See “FIXME: Can we do this if see a chain of super classes with implementations leading to NSObject?“

Description:
In certain situations we know at compile time what the offset of an instance variable will be. In these situations we can avoid generating a load of the iVar offset from the global offset variable by treating the iVar offset as constant.
We can do this if the entire class layout is defined at compile time and the base class is NSObject (NSObject size is basically ABI and we’re already treating it as such via D56802).
Previously, D56802 did this for the most basic case where a class inherits directly from NSObject.
With this patch, by taking advantage of LTO, we can apply the optimization in all scenarios where the iVar offset can be known at compile-time. We optimize iVar accesses for any class who’s inheritance chain ends in NSObject, even if instance variables are present in the @implementation of base classes.

Implementation details:

  • From each compile unit we now export an @interface summary ( this is a newly introduced type of summary ) which contains information about the iVars
  • During LLVM IR generation we still do the normal IRGen where the iVar offset is not constant (generate a load)
  • During LTO initial stage/ThinLTO thinLink stage we read the interface summaries and analyze the information to figure out which classes have compile-time constant iVar offsets and compute these iVar offsets
  • During LTO / ThinLTO optimization we recognize load instructions from compile-time-constant iVar offsets and replace the load with a constant variable

Ex:
Original llvm:
%ivar1 = load i64,i64* @"OBJC_IVAR_$_Class01.the_iVar_Impl", align 8
Result = 12
%add.ptr2 = getelementptr inbounds i8, i8* %0, i64 %ivar1

// Transforms Into:
%add.ptr2 = getelementptr inbounds i8, i8* %0, i64 12

Note:

  • This will have an approx 2% code size reduction - when (benchmarked on a >10MB binary)
  • The attached patch is a proof of concept, we will break up this big patch in multiple smaller patches to make review easier
  • Will add lit tests as necessary
  • Will probably remove the extensive logging that is in this diff

Diff Detail

Event Timeline

alexbdv created this revision.Apr 9 2020, 2:33 PM
Herald added a project: Restricted Project. · View Herald TranscriptApr 9 2020, 2:33 PM
alexbdv edited the summary of this revision. (Show Details)Apr 9 2020, 4:58 PM

Does this work even within a translation unit if you aren't using LTO?

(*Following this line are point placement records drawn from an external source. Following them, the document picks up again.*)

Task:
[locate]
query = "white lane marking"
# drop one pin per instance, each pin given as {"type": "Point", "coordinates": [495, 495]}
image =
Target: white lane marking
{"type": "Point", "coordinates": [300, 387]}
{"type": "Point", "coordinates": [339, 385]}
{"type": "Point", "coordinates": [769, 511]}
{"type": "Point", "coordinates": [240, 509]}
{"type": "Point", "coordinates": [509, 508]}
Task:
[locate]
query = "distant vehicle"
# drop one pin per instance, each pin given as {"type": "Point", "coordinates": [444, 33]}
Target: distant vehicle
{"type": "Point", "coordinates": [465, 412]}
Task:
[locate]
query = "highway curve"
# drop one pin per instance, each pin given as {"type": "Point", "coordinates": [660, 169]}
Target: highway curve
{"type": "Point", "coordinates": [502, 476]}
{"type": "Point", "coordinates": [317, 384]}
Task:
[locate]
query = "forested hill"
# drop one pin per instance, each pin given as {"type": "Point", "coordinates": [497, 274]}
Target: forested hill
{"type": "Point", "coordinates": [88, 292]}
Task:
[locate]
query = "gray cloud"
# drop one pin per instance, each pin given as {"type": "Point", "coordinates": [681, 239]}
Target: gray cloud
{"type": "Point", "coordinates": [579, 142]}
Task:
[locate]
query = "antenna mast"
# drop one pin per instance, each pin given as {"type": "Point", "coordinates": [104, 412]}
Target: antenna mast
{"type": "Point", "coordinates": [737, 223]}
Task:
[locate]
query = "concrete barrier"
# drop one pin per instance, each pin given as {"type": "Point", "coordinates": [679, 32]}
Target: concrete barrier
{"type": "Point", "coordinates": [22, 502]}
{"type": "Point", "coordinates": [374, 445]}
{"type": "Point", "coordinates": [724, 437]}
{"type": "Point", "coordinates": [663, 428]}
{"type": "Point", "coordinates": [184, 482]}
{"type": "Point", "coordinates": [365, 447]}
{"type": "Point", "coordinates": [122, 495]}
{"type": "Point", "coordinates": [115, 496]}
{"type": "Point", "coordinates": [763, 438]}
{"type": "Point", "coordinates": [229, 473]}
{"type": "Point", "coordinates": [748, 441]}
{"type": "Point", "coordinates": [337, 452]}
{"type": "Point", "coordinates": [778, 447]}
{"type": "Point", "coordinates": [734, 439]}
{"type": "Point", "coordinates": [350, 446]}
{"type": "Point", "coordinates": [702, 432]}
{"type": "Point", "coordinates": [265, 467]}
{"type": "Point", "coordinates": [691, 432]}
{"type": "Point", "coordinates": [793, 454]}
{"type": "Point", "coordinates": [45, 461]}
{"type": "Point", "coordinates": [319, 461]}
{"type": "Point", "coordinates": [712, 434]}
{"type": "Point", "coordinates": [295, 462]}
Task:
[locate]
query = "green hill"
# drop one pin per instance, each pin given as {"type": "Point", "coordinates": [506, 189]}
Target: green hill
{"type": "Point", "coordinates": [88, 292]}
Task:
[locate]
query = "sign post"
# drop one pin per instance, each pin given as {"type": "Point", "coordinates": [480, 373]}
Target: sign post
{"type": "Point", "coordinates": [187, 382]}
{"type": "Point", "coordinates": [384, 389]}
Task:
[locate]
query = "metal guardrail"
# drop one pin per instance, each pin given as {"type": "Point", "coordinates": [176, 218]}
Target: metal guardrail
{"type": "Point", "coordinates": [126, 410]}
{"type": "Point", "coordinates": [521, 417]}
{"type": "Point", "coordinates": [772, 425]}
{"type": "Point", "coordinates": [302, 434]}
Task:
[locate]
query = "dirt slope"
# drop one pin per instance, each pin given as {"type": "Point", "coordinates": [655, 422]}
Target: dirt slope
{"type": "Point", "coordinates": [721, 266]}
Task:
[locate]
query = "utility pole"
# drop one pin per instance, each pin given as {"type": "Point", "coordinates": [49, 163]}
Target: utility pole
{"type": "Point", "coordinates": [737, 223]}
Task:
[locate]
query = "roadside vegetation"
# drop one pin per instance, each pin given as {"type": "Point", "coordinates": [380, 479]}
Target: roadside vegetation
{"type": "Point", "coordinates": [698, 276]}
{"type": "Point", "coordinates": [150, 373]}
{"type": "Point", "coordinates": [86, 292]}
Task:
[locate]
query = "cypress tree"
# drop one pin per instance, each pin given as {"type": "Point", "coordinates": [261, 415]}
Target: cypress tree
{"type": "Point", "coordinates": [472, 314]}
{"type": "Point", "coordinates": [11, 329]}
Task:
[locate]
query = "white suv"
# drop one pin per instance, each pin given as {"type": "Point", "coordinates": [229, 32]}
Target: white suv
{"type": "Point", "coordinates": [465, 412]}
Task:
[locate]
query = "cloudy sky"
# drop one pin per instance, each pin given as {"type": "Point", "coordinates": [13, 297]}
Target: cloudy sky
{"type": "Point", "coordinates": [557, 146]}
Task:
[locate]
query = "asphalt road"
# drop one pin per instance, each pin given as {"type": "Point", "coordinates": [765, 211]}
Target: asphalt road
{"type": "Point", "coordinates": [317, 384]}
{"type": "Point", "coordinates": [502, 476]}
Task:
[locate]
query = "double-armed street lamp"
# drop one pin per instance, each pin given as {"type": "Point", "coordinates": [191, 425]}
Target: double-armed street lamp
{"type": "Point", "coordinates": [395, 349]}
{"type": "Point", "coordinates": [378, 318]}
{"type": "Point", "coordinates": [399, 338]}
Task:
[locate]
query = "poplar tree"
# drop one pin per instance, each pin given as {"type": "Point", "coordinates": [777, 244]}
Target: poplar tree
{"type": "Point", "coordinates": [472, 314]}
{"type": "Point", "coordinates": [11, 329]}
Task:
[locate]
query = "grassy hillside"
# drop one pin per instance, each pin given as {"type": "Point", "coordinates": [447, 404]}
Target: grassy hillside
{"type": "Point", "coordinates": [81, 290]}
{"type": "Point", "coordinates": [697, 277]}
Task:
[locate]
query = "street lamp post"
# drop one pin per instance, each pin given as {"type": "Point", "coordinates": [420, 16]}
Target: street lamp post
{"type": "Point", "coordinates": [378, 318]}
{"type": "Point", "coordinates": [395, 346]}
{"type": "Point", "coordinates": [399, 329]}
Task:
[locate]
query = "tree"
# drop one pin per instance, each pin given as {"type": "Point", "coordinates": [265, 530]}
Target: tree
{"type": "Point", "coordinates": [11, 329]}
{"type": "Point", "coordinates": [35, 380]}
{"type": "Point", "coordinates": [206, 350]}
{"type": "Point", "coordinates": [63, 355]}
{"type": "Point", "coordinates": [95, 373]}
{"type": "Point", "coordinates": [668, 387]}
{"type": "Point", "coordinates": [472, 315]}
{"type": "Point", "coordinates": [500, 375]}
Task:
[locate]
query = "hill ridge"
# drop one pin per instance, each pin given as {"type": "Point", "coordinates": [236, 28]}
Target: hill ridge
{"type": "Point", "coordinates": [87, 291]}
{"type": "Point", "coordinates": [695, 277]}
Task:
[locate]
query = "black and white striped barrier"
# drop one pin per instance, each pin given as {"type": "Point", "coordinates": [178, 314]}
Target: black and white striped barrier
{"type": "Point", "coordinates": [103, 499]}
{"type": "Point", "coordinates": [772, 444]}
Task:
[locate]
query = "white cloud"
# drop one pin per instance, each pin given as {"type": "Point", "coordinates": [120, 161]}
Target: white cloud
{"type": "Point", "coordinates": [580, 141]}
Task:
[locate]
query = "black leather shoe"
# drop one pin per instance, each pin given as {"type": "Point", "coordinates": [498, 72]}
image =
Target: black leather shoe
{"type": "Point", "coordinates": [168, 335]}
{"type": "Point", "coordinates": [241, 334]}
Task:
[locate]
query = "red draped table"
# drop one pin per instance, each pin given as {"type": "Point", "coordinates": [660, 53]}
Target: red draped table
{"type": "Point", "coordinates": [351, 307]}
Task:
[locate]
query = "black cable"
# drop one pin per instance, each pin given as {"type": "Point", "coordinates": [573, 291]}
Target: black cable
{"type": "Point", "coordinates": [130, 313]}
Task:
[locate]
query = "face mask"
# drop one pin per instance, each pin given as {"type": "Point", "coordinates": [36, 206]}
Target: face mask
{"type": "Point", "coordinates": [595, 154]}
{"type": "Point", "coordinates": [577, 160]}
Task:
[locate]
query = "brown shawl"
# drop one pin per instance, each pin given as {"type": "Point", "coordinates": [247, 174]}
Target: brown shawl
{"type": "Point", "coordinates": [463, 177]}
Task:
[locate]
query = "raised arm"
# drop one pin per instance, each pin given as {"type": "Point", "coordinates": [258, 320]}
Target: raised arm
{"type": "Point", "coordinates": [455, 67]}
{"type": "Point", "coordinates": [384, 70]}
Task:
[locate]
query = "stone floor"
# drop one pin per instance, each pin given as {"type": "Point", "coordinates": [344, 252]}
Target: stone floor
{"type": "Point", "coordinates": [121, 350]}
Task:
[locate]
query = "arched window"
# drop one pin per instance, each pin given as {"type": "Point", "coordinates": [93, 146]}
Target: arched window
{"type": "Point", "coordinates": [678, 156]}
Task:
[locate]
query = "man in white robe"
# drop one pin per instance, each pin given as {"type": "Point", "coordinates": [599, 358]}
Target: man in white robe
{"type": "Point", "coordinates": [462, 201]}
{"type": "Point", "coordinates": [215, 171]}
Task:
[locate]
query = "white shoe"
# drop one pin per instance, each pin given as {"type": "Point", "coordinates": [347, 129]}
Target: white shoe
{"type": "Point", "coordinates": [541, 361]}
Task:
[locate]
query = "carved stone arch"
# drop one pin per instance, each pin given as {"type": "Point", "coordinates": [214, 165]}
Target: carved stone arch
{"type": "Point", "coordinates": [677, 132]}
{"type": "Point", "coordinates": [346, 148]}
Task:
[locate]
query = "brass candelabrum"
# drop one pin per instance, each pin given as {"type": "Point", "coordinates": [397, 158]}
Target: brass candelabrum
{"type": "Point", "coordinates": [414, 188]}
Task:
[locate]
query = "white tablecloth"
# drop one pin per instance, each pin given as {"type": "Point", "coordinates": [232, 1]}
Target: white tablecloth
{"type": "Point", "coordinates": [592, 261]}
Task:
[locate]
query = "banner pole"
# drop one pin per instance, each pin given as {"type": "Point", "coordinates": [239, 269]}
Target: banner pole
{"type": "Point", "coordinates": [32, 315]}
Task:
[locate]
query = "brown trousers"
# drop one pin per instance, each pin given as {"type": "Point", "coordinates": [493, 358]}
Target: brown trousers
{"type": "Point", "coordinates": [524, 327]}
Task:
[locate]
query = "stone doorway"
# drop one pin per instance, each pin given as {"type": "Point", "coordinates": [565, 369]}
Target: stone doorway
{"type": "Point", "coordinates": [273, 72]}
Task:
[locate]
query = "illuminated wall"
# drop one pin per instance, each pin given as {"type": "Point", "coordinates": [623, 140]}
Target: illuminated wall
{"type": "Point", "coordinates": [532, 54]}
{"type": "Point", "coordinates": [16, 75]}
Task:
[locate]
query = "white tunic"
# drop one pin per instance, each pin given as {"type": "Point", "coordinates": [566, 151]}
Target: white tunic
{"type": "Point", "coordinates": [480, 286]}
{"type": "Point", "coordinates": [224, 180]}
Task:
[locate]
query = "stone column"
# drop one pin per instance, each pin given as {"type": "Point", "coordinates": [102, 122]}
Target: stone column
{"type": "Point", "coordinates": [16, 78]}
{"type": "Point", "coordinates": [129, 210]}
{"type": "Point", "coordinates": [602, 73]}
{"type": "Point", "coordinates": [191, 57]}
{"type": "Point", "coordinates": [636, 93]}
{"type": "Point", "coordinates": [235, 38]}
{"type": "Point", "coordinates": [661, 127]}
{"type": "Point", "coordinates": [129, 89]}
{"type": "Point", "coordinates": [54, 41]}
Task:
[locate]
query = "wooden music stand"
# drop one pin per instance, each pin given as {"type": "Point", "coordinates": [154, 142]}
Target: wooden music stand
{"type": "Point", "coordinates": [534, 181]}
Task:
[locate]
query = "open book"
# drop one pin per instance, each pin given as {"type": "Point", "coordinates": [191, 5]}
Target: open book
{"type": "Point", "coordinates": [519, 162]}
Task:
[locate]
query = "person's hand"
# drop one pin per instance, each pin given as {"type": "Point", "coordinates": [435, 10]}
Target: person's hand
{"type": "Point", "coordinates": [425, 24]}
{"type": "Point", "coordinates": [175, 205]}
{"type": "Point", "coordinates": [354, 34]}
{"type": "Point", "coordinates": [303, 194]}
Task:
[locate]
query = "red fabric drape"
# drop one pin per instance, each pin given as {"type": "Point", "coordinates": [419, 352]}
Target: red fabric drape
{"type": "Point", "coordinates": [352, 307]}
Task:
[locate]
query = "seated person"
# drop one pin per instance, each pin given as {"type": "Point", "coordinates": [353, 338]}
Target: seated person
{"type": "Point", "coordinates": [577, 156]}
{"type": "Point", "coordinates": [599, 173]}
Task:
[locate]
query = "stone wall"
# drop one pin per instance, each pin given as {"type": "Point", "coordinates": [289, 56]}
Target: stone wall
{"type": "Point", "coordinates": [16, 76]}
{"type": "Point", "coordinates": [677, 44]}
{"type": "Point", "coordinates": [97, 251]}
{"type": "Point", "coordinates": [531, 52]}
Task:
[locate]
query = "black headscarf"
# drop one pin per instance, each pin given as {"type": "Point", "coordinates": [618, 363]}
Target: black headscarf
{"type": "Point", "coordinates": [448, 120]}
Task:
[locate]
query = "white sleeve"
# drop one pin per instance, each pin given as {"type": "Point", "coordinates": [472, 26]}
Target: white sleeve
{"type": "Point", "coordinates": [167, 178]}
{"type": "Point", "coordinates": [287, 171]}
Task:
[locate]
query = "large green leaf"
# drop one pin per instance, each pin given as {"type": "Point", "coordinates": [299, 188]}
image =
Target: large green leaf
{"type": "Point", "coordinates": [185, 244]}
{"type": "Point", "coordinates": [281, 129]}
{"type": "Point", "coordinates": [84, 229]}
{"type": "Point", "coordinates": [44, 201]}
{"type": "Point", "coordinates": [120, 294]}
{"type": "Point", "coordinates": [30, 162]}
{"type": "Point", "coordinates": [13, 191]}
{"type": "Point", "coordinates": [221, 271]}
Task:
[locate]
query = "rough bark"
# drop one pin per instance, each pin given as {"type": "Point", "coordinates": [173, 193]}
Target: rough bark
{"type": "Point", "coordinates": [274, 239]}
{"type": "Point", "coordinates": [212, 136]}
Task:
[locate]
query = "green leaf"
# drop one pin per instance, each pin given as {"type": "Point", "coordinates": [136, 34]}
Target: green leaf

@rjmccall - It does not. This would only work if all interface implementations were inside the same translation unit. But since that is not a common scenario it was not implemented to support this.

Are there any challenges to doing that? It seems like a much more explainable model to say that we do this optimization using whatever information we have available.

@rjmccall - It can be implemented, sure but it would require extra logic that is not included here.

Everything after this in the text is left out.